После стихотворения «Опять, народные витии, за дело падшее Литвы», слепо еще подражающего Пушкину, после нарядно-сусального, ложно-простонародного «Бородина», в предпоследний год жизни Лермонтова появляется «Валерик», вместе со стендалевским Ватерлоо, одно из первых в мировой литературе описаний битвы, как она есть, без фальшивого героизма и напыщенной жалости. «В приклады!… и пошла резня. И два часа в струях потока бой длился; резались жестоко, молча, с грудью грудь». Притом, как именно в жизни бывает, для человека, описывающего сражение, оно лишь страшный эпизод, а сам он, как всякий человек, поглощен своей личной судьбой, своим настоящим и прошлым. «С людьми сближаясь осторожно, забыл я шум младых проказ, поэзию… но вас забыть мне невозможно. И к этой мысли я привык, мой крест несу я без роптанья: то иль другое наказанье – не всё ль одно?..». Эта естественная и откровенная занятость собой позволяет очевидцу и участнику сражения не только наблюдать его как бы со стороны, но и рассуждать о нем беспристрастно, возвышаясь над временным и случайным. «Я думал: жалкий человек… чего он хочет?… небо ясно, под небом места много всем, – но беспрестанно и напрасно один враждует он… зачем?…».

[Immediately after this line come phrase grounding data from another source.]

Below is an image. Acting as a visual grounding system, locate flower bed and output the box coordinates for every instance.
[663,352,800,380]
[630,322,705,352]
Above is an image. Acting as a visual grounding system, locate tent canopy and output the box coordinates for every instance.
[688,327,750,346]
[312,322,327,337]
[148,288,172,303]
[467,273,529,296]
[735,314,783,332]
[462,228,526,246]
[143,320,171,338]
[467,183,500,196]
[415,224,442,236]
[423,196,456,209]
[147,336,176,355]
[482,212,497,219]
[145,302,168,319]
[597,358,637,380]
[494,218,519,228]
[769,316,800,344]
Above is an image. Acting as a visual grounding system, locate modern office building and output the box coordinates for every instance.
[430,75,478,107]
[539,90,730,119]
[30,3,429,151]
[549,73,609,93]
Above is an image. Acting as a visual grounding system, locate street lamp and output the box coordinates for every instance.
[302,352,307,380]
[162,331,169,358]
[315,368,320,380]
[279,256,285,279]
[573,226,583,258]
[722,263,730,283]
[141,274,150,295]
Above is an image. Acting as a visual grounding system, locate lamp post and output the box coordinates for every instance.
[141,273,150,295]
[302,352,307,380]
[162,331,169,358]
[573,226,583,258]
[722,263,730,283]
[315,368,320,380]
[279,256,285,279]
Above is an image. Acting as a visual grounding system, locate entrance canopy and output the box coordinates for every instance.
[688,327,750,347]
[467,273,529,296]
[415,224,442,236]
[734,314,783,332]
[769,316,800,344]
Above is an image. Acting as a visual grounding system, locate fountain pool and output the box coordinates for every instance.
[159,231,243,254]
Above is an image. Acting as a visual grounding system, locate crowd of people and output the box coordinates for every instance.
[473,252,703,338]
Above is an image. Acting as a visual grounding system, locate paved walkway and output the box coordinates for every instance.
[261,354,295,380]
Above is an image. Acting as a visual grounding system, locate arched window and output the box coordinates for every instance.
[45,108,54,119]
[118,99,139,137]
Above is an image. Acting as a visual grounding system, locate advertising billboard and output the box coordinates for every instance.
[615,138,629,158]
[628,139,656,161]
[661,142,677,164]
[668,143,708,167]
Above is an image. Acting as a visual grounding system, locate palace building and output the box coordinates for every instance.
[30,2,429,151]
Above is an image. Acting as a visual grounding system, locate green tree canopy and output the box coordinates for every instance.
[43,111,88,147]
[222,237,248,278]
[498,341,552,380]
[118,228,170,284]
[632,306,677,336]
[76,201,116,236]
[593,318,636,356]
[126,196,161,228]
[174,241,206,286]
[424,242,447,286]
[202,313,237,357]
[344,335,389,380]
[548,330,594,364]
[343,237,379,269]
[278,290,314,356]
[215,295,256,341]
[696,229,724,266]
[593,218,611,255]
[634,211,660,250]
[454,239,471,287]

Та же перемена происходит в творчестве Лермонтова, чего бы оно ни касалось. Сперва безрассудно смелые герои его юношеских трагедий, даже о смерти Пушкина, ошеломительно краткое: «С свинцом в груди и с жаждой мести». Потом в изображении дуэли Печорина с Грушницким у края пропасти второстепенная, но какая выразительная, какая реалистически-правдивая подробность: «Выстрел раздался. Пуля оцарапала мне колено. Я невольно сделал несколько шагов вперед, чтобы поскорей удалиться от края». Нужно ли другое опровержение условно-байронической цельности Печорина, требующей позы абсолютного бесстрашия и холодного презрения к смерти?

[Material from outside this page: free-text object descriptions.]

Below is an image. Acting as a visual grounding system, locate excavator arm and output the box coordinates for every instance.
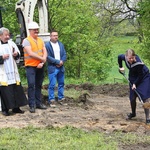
[15,0,49,42]
[15,0,49,64]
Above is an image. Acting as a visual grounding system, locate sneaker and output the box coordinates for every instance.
[58,98,65,102]
[58,98,67,106]
[49,100,57,108]
[146,119,150,125]
[126,113,136,120]
[29,107,35,113]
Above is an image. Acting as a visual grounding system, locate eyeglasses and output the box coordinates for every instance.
[51,35,58,37]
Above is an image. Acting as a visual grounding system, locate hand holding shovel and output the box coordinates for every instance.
[119,69,150,109]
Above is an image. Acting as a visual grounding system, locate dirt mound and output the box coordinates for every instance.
[90,83,129,97]
[65,83,129,97]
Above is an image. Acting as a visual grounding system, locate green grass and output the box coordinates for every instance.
[42,87,85,100]
[0,126,116,150]
[0,126,150,150]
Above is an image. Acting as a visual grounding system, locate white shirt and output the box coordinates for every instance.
[50,41,60,60]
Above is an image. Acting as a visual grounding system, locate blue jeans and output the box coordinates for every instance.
[48,68,64,102]
[26,66,44,107]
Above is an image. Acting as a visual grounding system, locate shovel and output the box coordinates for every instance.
[119,70,150,109]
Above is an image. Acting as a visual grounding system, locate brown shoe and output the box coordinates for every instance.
[58,98,67,106]
[49,100,57,108]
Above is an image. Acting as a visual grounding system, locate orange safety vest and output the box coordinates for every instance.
[24,36,44,67]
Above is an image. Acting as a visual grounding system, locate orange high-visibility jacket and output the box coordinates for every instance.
[24,36,44,66]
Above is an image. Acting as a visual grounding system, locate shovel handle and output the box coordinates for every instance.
[133,89,143,104]
[119,70,144,104]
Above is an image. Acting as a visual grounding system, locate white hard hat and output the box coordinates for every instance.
[28,22,39,29]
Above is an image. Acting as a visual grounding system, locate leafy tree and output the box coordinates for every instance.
[47,0,113,82]
[137,0,150,64]
[1,0,113,82]
[0,0,19,38]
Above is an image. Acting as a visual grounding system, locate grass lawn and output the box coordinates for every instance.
[0,126,150,150]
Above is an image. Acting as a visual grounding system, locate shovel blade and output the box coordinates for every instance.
[143,102,150,109]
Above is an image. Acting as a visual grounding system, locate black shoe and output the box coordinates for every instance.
[146,119,150,125]
[29,107,35,113]
[36,104,47,109]
[2,111,9,116]
[12,108,24,114]
[127,113,136,120]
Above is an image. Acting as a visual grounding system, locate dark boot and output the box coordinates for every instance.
[127,113,136,119]
[144,99,150,124]
[146,119,150,125]
[127,100,136,119]
[12,107,24,114]
[2,109,9,116]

Но особенно эта перемена сказалась в оттенках патриотизма Лермонтова и в его ощущении России. Упрощая, схематизируя вопрос, мы приходим к выводу, что бывают два рода патриотизма – стремление к могуществу своей страны, сопряженному с тяготами и жертвами, и любовь к своему народу, к его повседневному бьпу и поэзии, желание, чтобы он достиг наибольшего благополучия и свободы. Та и другая разновидности патриотизма редко встречаются порознь, но обычно одна из них у нас преобладает и как бы окрашивает наши воззрения и цели. Исключительность Лермонтова в том, что у него патриотическая тема, обе крайности, выступают именно в чистом виде. В ранних его стихотворениях («Два великана», уже упомянутое «Опять народные витии…») Лермонтов, если можно так выразиться, беспримесно «империалистичен», в более поздней и зрелой «Отчизне», которую столько поколений гимназистов заучивали наизусть, не понимая ее смысла, чувство России совершенно иное и для своего времени непостижимо-новое. «Ни слава, купленная кровью, ни полный гордого доверия покой, ни темной старины заветные преданья не шевелят во мне отрадного мечтанья».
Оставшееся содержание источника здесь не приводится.